KOBİ'lerimiz ülke ekonomimizin bel kemiği durumundadırlar. Gerek yarattıkları katma değer, gerekse sağlamış oldukları istihdam ve yapmış oldukları yatırım ve ihracat oranları ile hatırı sayılır bir seviyededir. Fakat ülke ekonomimiz için bu kadar çok öneme sahip olan KOBİ'lerimizin birçok sıkıntıları vardır. Bu sorunların hepsinin çözümü temelde finansman yetersizliğine yani finansal kaynaklara ulaşamamaktan
kaynaklanmaktadır. Finansman sıkıntısı olmayan KOBİ'lerimiz genelde tüm sıkıntılarını aşabilmektedirler. Sıkıntıların aşılması için gerektiğinde dışarıdan danışmanlık hizmeti satın almakta veya uzman kişileri bünyelerinde istihdam etme yoluna gitmektedirler.

Tabi en büyük ve halledilemeyen sorun ise finansman kaynaklarına ulaşılmakta çekilmektedir. Girişimcilerimiz niçin finansman sıkıntısına düşmekte veya niçin banka kaynaklarından faydalanmaktadırlar sorusunu sorduğumuzda genel de sıkıntının yatırıma daha ilk başlama noktasında olduğunu görmekteyiz. Çünkü girişimcilerimiz genellikle yatırıma başlar iken yatırımın sadece bina ve makine/ekipman yatırımından ibaret olduğunu düşünmektedirler. Yatırım sonrasını yani işletme sermayesi kısmını pek düşünmemektedirler. İşletme sermayesini bir şekilde temin edebileceklerini zannetmektedirler. Ama yatırımlar bitip üretimin başladığı noktada işletme sermayesi olmadan bu işin olmayacağı anlaşılmakta ve bir kısır döngü içine girilmektedir. İşletmeyi faaliyete geçirebilmek ve ayakta tutabilmek için ya çok düşük kapasite ile üretime başlanmakta ve buda üretimin ekonomik ölçeğine uymadığı için karlı olmamaktadır. Ya da pazara girebilmek ve tutunabilmek için minimum kara ürünler satılmakta ve buda o şirketin gerekli olan işletme sermayesi birikimini yapması için yeterli olmamaktadır. Bu kısır döngü sonucunda da kısa bir süre sonra işletme ya kapanmakta ya da el değiştirmektedir.

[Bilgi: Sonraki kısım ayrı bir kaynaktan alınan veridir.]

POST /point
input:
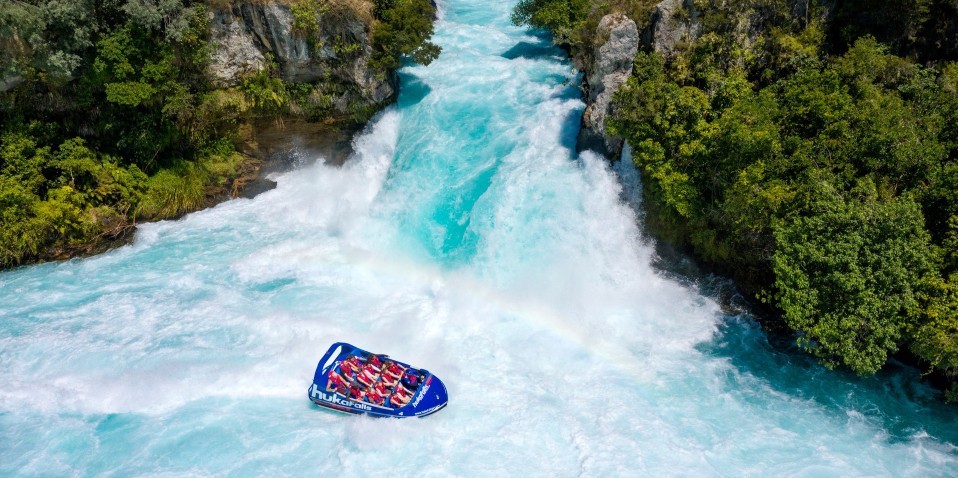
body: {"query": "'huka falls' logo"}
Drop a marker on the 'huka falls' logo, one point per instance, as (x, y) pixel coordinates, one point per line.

Girişim sermayesi özellikle yenilikçi KOBİ'ler için tam da bu noktada da büyük önem arz etmektedir. Öncelikle girişim sermayesi fonlarının yatırımından sonra şirketler çok hızlı bir şekilde yeniden yapılandırma süreci yaşayarak kurumsallaşma konusunda büyük mesafeler alabilmektedirler. Bunun sonucunda artan kurumsal imajla birlikte güçlenen mali yapı güçlenmektedir. Mali yapının güçlenmesi, finansal kuruluşların, mal ve malzeme tedarikçilerinin ve müşterilerinin şirkete olan güveninin artmasına
neden olmaktadır. Bu da şirketine kaliteli mal veya hizmeti rekabetçi fiyatlarla üreterek satmasına ve sonuçta da hızlı ve istikrarlı büyümesine neden olmaktadır. Finansmanın yanı sıra, girişim sermayesi fonları, şirketlere her türlü konuda danışmanlık ve yol gösterici rol oynamaktadırlar. Sahip oldukları tecrübe, bağlantı ve iş ilişkileri neticesinde KOBİ'lerimizin tek başına başa çıkamayacakları birçok sorunun kolay bir şekilde hallolmasında veya ulaşılmaz yada açılmaz olarak görülen bazı kapıların açılmasına yardımcı
olmaktadırlar. Bu da şirketlerimizin hızlı büyümesine büyük bir katkı sağlamakta ve şirketlerimizin ikinci veya üçüncü kuşaklara sağlıklı bir yapı ile ulaşmasına vesile olmaktadır.